Pittsburgh Pirates – No. 64
- Pitcher
- Born: May 9, 2002 (age 24) Beaumont, Texas, U.S.
- Bats: RightThrows: Right

MLB debut
- July 18, 2026, for the Pittsburgh Pirates

MLB statistics (through September 23, 2026)
- Win–loss record: 2–0
- Earned run average: 4.71
- Strikeouts: 13
- Stats at Baseball Reference

Teams
- Pittsburgh Pirates (2026–present);

= Khristian Curtis =

American baseball player (born 2002)

Khristian Steven Curtis (born May 9, 2002) is an American professional baseball pitcher for the Pittsburgh Pirates of Major League Baseball (MLB).

==Career==
Curtis was born in Beaumont, Texas, and grew up in Port Neches, Texas, where he attended Port Neches–Groves High School.

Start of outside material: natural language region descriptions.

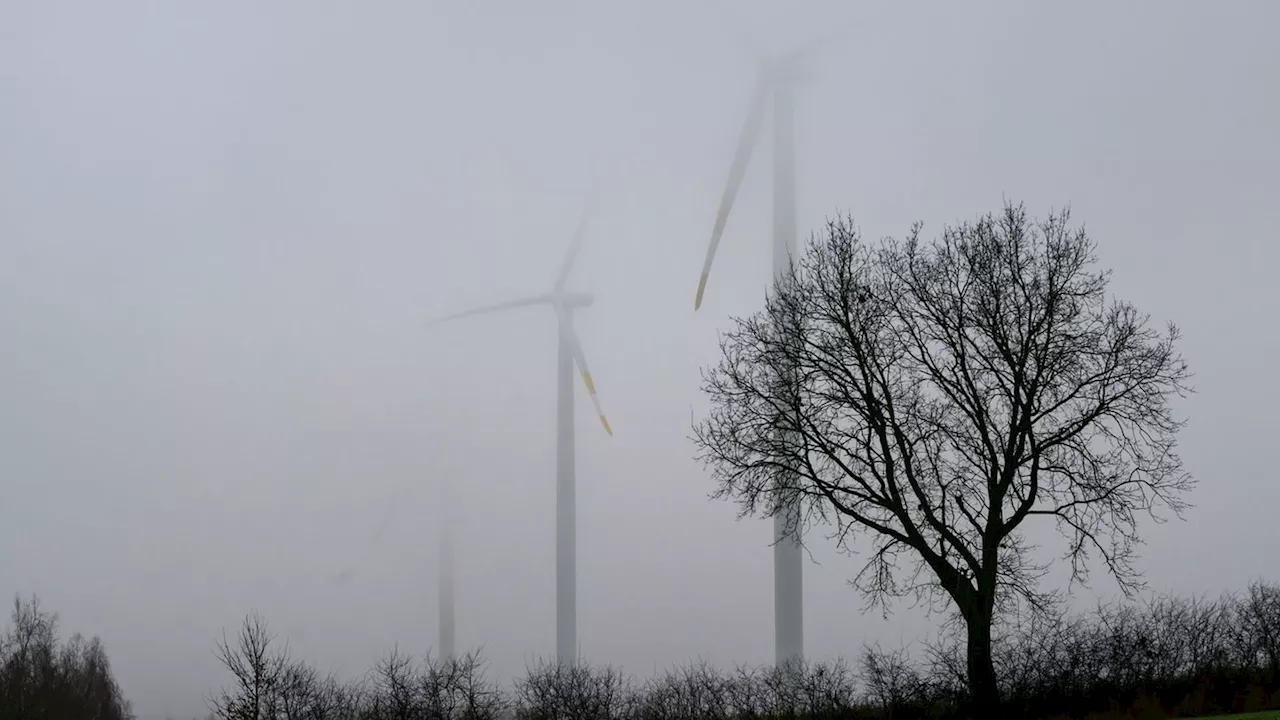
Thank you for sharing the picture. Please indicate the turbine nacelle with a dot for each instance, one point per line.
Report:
(561, 301)
(571, 300)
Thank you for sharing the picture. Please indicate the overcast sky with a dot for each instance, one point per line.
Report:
(223, 228)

Curtis began his collegiate baseball career at Texas A&M University, appearing in five games during the 2022 season before sustaining a season-ending injury. He finished the season with a 2–0 record, a 1.42 earned run average (ERA), and 15 strikeouts over 19 innings pitched.

Curtis transferred to Arizona State University for the 2023 season. Pitching for the Sun Devils, he made 14 starts and recorded a 4–3 record with a 7.03 ERA across 64 innings.

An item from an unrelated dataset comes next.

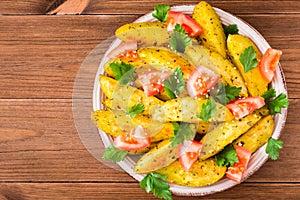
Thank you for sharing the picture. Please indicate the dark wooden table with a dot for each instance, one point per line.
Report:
(41, 154)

Curtis was ranked among draft-eligible pitchers for the 2023 Major League Baseball draft, listed as the 126th-best prospect by Baseball America and 197th by MLB Pipeline.

Curtis was selected by the Pittsburgh Pirates in the 12th round (347th overall) of the 2023 Major League Baseball draft. He signed with the organization shortly after the draft.

After signing, Curtis began his professional career in the Pirates’ minor league system. He later pitched for the Bradenton Marauders before being assigned to the High-A Greensboro Grasshoppers during the 2025 season.

On July 5, 2025, Curtis was part of a combined nine-inning perfect game against the Aberdeen IronBirds while pitching for Greensboro. Curtis started the game and retired all 18 batters he faced, striking out ten, in six perfect innings. Two relievers completed the game, marking one of the rare perfect games in Minor League Baseball history.

Later in the 2025 season, Curtis was promoted to the Double-A Altoona Curve. He was later ranked as the No. 24 prospect in the Pittsburgh Pirates organization by MLB Pipeline.

Curtis began the 2026 campaign with Altoona before being promoted to the Triple-A Indianapolis Indians, for whom he recorded a 5.57 ERA with 30 strikeouts over six games. On July 18, 2026, Curtis was selected to the 40-man roster and promoted to the major leagues for the first time.